Indirectly Parameterized Concrete Autoencoders
This work addresses a specific bottleneck in neural network-based feature selection for high-dimensional or costly data, offering an incremental improvement over the state-of-the-art CAE method.
The paper tackled the instability and duplicate selection issues in Concrete Autoencoders (CAEs) for feature selection by proposing Indirectly Parameterized CAEs (IP-CAEs), which learn an embedding to map to Gumbel-Softmax parameters, resulting in significant improvements in generalization and training time across multiple datasets.
Feature selection is a crucial task in settings where data is high-dimensional or acquiring the full set of features is costly. Recent developments in neural network-based embedded feature selection show promising results across a wide range of applications.
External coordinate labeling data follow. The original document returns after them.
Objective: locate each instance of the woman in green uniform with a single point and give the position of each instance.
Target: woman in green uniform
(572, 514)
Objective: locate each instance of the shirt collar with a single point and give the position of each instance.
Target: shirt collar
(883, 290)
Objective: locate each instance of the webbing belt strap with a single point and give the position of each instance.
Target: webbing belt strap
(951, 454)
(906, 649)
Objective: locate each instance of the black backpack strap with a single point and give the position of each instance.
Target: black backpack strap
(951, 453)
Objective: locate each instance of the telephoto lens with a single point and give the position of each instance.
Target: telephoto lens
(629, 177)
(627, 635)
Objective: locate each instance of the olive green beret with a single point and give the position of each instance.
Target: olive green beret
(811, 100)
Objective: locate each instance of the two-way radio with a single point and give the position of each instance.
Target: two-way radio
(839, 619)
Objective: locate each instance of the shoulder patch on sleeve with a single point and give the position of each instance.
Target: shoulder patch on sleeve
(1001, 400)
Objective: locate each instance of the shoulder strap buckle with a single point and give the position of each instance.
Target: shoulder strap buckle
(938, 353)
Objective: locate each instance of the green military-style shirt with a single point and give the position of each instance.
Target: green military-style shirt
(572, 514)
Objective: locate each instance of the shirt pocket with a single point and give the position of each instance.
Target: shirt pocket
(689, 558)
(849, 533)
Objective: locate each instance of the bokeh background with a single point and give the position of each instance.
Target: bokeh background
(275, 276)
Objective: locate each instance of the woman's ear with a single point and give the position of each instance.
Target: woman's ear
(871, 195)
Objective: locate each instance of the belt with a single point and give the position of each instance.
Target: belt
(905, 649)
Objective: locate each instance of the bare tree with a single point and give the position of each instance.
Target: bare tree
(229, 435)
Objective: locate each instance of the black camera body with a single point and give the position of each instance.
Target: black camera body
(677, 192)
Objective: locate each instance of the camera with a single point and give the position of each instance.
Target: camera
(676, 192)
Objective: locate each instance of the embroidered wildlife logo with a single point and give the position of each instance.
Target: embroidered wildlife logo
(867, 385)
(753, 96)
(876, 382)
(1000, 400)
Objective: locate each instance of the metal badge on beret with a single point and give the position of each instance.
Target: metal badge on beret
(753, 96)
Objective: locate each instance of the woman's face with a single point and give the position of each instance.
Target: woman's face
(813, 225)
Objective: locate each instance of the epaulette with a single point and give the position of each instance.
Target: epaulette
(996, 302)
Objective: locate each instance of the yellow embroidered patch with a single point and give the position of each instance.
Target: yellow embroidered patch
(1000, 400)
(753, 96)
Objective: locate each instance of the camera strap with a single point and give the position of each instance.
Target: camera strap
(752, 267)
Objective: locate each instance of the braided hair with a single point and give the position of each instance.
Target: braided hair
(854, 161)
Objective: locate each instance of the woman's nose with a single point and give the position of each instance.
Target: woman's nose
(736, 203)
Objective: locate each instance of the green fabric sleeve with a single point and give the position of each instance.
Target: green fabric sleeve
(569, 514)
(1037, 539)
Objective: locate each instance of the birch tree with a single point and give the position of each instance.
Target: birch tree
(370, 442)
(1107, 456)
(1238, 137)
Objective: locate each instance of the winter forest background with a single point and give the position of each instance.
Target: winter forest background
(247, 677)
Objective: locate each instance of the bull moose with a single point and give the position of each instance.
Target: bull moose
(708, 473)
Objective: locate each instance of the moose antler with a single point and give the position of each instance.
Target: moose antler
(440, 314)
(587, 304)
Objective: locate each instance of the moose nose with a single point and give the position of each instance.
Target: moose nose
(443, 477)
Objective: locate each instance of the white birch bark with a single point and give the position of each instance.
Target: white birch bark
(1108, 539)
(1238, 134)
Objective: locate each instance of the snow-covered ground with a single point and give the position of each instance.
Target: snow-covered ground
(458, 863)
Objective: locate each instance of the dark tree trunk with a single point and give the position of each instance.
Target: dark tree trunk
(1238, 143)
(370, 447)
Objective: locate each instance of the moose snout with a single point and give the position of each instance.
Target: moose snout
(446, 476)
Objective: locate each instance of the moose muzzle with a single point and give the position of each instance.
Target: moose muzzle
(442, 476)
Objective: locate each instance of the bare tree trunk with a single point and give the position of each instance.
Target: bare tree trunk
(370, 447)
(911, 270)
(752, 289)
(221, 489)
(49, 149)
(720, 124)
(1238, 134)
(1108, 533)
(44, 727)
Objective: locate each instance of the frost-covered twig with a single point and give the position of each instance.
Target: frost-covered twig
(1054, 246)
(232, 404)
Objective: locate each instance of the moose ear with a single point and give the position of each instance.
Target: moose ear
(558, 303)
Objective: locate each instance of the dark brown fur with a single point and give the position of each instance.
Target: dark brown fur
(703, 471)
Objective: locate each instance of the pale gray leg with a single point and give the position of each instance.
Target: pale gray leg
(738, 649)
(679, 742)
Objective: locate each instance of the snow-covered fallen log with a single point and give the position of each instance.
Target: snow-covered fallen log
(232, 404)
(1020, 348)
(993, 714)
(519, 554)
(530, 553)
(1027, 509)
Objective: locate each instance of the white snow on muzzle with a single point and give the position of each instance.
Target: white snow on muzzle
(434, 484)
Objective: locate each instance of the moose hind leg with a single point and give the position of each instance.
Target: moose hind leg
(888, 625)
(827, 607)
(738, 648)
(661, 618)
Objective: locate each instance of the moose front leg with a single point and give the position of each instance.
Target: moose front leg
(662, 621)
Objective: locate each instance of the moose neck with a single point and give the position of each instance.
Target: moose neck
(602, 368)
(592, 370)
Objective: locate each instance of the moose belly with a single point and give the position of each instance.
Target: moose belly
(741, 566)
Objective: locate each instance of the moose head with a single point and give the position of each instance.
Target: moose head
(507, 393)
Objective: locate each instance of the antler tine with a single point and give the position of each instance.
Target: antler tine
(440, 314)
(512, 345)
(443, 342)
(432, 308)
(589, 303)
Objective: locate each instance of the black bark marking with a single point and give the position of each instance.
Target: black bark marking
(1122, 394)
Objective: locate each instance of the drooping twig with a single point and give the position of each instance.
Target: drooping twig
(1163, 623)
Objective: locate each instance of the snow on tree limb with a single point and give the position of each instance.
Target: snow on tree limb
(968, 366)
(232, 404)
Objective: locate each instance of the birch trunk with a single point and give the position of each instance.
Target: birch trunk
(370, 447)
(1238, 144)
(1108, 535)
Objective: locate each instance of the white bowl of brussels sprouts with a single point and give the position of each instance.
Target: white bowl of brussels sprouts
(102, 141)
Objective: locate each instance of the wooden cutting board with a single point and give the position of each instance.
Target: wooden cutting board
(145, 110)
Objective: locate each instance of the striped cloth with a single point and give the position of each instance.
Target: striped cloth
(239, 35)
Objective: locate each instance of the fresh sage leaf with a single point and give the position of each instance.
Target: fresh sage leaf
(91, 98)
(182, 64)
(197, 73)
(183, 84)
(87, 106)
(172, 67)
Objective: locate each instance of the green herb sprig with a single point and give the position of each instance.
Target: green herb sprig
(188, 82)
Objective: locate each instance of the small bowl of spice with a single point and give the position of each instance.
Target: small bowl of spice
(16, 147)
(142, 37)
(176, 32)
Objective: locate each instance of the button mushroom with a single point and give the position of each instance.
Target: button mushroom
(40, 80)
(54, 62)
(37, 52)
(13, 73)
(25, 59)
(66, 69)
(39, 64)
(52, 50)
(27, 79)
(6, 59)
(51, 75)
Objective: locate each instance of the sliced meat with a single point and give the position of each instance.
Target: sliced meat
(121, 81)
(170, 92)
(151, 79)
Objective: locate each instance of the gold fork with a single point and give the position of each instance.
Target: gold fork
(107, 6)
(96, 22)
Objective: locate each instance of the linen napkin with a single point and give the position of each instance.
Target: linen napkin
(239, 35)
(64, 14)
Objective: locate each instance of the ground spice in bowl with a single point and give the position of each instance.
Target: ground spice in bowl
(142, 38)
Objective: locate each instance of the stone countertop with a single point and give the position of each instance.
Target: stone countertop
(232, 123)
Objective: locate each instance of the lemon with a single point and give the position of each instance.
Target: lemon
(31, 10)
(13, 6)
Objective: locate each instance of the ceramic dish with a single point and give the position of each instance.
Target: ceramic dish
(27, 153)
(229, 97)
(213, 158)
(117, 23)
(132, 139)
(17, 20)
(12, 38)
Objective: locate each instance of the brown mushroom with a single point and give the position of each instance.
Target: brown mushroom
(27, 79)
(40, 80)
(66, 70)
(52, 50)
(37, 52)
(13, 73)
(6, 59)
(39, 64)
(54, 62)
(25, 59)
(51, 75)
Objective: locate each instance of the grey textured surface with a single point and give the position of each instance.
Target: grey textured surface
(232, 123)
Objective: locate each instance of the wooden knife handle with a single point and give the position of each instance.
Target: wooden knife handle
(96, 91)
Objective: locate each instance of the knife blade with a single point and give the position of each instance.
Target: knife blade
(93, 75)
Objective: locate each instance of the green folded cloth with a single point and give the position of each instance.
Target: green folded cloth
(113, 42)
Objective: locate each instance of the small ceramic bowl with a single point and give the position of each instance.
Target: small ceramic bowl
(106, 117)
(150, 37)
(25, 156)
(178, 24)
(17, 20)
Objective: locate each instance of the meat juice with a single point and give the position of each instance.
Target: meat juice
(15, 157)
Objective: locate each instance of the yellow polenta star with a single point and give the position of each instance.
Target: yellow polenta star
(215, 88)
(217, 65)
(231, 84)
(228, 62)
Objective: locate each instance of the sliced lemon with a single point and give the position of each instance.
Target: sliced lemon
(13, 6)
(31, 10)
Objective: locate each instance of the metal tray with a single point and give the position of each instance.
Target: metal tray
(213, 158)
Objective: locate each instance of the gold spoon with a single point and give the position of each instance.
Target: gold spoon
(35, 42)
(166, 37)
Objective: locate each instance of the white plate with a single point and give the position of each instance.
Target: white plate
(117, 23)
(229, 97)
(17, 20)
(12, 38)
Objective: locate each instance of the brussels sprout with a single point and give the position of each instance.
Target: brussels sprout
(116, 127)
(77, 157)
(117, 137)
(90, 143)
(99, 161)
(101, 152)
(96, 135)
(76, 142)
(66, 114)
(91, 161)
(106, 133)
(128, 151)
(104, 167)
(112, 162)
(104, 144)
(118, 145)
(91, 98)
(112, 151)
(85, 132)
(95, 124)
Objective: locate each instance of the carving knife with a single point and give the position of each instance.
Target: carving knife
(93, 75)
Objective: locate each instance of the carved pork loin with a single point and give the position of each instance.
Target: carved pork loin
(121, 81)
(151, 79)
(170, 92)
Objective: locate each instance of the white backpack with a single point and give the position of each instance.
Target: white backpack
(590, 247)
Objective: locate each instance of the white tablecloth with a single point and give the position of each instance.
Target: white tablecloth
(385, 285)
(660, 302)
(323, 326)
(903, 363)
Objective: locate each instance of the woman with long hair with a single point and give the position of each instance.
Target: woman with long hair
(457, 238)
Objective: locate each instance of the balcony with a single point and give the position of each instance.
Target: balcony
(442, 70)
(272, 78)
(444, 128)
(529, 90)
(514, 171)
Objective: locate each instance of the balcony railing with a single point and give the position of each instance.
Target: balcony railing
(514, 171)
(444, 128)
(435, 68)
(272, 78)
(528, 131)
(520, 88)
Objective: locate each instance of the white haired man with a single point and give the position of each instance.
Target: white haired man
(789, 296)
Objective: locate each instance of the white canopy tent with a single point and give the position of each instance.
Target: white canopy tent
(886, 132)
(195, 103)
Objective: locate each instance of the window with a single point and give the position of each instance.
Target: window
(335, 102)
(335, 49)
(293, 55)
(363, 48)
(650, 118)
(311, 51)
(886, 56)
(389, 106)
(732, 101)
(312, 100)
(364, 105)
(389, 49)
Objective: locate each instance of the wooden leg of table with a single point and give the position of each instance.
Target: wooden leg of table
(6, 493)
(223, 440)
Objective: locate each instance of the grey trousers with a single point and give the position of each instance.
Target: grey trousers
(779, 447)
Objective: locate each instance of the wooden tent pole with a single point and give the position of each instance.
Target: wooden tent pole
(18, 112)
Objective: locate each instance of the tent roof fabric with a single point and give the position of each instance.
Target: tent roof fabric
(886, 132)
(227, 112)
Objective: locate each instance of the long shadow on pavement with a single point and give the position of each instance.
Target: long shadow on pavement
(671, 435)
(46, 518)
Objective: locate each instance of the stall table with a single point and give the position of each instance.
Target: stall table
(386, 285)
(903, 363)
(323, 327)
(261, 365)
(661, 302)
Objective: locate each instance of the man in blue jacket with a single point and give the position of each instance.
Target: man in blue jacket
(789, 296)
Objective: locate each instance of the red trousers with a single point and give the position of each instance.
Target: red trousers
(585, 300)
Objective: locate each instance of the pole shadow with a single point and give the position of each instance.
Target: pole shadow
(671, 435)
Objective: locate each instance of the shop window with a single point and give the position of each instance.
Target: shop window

Concrete Autoencoders (CAEs), considered state-of-the-art in embedded feature selection, may struggle to achieve stable joint optimization, hurting their training time and generalization. In this work, we identify that this instability is correlated with the CAE learning duplicate selections. To remedy this, we propose a simple and effective improvement: Indirectly Parameterized CAEs (IP-CAEs). IP-CAEs learn an embedding and a mapping from it to the Gumbel-Softmax distributions' parameters. Despite being simple to implement, IP-CAE exhibits significant and consistent improvements over CAE in both generalization and training time across several datasets for reconstruction and classification. Unlike CAE, IP-CAE effectively leverages non-linear relationships and does not require retraining the jointly optimized decoder. Furthermore, our approach is, in principle, generalizable to Gumbel-Softmax distributions beyond feature selection.